Hydrogen Transportation Behaviour of V–Ni Solid Solution: A First-Principles Investigation
Jiayao Qin,
Zhigao Liu,
Wei Zhao,
Dianhui Wang,
Yanli Zhang,
Yan Zhong,
Xiaohui Zhang,
Zhongmin Wang,
Chaohao Hu,
Jiangwen Liu
Affiliations
Jiayao Qin
Guangxi Key Laboratory of Information Materials, School of Materials Science and Engineering, Guilin University of Electronic Technology, Guilin 541004, China
Zhigao Liu
Guangxi Key Laboratory of Information Materials, School of Materials Science and Engineering, Guilin University of Electronic Technology, Guilin 541004, China
Wei Zhao
Key Laboratory of Advanced Energy Storage Materials of Guangdong Province, School of Materials Science and Engineering, South China University of Technology, Guangzhou 510640, China
Dianhui Wang
Guangxi Key Laboratory of Information Materials, School of Materials Science and Engineering, Guilin University of Electronic Technology, Guilin 541004, China
Yanli Zhang
Guangxi Key Laboratory of Information Materials, School of Materials Science and Engineering, Guilin University of Electronic Technology, Guilin 541004, China
Yan Zhong
Guangxi Key Laboratory of Information Materials, School of Materials Science and Engineering, Guilin University of Electronic Technology, Guilin 541004, China
Xiaohui Zhang
College of Materials and Chemical Engineering, Hezhou University, Hezhou 542899, China
Zhongmin Wang
Guangxi Key Laboratory of Information Materials, School of Materials Science and Engineering, Guilin University of Electronic Technology, Guilin 541004, China
Chaohao Hu
Guangxi Key Laboratory of Information Materials, School of Materials Science and Engineering, Guilin University of Electronic Technology, Guilin 541004, China
Jiangwen Liu
Key Laboratory of Advanced Energy Storage Materials of Guangdong Province, School of Materials Science and Engineering, South China University of Technology, Guangzhou 510640, China
Hydrogen embrittlement causes deterioration of materials used in metal–hydrogen systems.

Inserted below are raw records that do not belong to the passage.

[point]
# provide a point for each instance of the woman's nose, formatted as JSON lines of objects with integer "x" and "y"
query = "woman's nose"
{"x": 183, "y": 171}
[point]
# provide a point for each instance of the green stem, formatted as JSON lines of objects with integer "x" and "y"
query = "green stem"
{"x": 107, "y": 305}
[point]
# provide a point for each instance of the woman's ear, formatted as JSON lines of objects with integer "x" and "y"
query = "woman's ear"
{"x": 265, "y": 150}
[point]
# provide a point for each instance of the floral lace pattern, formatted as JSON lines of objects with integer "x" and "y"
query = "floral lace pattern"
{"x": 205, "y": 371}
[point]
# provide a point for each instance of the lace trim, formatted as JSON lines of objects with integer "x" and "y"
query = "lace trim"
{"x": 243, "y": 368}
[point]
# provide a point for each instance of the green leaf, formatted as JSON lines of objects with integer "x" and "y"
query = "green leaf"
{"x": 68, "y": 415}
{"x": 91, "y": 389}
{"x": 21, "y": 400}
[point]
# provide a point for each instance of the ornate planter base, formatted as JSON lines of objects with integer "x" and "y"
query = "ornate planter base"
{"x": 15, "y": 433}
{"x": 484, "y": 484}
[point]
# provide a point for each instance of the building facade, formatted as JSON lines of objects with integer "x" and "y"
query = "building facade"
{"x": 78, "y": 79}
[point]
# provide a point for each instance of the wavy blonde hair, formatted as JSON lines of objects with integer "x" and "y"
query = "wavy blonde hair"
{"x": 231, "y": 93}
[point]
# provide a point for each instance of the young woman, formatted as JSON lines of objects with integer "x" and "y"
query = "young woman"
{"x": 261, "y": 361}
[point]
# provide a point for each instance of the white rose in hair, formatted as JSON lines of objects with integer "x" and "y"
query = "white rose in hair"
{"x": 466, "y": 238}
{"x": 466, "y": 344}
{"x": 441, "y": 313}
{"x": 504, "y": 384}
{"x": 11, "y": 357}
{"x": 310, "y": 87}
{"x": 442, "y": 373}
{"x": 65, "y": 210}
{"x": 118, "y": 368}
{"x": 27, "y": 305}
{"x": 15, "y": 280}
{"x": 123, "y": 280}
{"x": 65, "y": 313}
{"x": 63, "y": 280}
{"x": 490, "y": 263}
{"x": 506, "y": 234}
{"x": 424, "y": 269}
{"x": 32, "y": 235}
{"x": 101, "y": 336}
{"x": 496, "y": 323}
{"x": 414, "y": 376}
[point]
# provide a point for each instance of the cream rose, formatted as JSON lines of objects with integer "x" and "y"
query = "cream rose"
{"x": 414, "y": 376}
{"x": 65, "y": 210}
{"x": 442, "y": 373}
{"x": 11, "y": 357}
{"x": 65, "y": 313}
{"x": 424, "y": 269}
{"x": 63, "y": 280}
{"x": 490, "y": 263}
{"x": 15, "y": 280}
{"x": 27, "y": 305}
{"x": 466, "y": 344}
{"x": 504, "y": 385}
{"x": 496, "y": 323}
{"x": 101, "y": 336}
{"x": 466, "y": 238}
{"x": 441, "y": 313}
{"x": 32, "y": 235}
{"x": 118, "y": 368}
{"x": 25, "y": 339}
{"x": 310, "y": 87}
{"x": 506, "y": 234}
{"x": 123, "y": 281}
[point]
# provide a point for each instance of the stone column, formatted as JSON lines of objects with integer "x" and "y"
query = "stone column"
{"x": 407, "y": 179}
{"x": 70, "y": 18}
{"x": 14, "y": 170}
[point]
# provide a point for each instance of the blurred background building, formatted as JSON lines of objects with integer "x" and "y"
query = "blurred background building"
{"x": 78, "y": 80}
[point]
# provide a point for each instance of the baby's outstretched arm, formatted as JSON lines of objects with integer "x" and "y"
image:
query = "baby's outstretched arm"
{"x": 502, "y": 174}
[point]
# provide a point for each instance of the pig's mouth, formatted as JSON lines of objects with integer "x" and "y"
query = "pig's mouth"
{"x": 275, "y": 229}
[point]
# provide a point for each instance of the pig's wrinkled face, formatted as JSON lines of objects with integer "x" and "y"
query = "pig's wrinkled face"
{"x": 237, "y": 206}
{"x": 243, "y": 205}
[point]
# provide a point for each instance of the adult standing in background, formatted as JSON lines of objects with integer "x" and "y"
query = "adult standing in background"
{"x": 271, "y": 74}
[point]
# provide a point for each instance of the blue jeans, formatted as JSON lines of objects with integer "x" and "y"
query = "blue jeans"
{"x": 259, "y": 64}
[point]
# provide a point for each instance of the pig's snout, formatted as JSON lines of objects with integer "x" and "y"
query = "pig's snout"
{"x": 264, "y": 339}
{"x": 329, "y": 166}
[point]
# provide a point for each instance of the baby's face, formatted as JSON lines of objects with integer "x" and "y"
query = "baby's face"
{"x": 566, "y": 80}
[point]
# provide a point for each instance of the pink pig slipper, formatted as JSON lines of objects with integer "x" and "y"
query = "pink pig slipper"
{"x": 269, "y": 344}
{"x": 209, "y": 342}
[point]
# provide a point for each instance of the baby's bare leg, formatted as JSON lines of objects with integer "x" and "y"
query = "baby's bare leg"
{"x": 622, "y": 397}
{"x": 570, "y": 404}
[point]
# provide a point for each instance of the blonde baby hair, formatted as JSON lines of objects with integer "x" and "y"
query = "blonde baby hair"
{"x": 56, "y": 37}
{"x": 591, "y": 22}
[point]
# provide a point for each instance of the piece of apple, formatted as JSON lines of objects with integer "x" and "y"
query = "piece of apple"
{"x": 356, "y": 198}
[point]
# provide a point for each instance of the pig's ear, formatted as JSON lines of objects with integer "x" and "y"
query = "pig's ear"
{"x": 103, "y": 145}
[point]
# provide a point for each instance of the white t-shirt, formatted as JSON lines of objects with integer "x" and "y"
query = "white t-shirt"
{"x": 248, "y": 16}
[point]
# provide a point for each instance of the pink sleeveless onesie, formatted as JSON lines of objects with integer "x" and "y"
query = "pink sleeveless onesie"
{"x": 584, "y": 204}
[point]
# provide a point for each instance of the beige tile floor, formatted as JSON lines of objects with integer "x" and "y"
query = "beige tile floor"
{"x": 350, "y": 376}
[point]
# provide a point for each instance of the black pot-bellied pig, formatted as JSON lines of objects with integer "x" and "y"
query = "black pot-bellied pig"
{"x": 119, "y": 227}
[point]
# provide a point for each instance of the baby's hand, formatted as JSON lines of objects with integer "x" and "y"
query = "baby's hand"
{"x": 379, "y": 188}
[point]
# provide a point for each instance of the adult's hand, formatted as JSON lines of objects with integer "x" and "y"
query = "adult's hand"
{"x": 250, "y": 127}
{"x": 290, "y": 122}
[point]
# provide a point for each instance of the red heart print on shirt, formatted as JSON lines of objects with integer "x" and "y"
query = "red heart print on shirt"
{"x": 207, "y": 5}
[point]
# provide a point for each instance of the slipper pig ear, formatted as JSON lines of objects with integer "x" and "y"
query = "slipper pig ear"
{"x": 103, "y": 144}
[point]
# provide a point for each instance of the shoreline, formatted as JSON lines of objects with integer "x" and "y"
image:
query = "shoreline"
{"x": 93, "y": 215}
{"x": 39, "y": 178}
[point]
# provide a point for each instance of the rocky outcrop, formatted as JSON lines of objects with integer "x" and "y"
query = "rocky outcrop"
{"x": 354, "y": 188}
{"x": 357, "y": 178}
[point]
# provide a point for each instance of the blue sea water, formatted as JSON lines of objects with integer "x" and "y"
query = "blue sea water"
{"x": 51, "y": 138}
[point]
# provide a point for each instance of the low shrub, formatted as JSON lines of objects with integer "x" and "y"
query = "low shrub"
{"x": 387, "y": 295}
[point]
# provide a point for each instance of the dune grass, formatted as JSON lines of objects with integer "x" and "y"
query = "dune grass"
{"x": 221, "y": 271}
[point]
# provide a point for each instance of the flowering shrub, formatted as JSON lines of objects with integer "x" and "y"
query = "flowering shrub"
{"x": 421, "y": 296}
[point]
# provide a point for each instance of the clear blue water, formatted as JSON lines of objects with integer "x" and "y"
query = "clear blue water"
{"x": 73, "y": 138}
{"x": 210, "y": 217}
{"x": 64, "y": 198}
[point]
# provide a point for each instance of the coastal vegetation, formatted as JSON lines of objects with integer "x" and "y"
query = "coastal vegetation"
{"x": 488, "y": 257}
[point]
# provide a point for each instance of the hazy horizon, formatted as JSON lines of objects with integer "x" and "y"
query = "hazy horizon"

Alloying is a good option for overcoming this issue. In the present work, first-principles calculations were performed to systematically study the effects of adding Ni on the stability, dissolution, trapping, and diffusion behaviour of interstitial/vacancy H atoms of pure V. The results of lattice dynamics and solution energy analyses showed that the V–Ni solid solutions are dynamically and thermodynamically stable, and adding Ni to pure V can reduce the structural stability of various VHx phases and enhance their resistance to H embrittlement. H atoms preferentially occupy the characteristic tetrahedral interstitial site (TIS) and the octahedral interstitial site (OIS), which are composed by different metal atoms, and rapidly diffuse along both the energetically favourable TIS → TIS and OIS → OIS paths. The trapping energy of monovacancy H atoms revealed that Ni addition could help minimise the H trapping ability of the vacancies and suppress the retention of H in V. Monovacancy defects block the diffusion of H atoms more than the interstitials, as determined from the calculated H-diffusion barrier energy data, whereas Ni doping contributes negligibly toward improving the H-diffusion coefficient.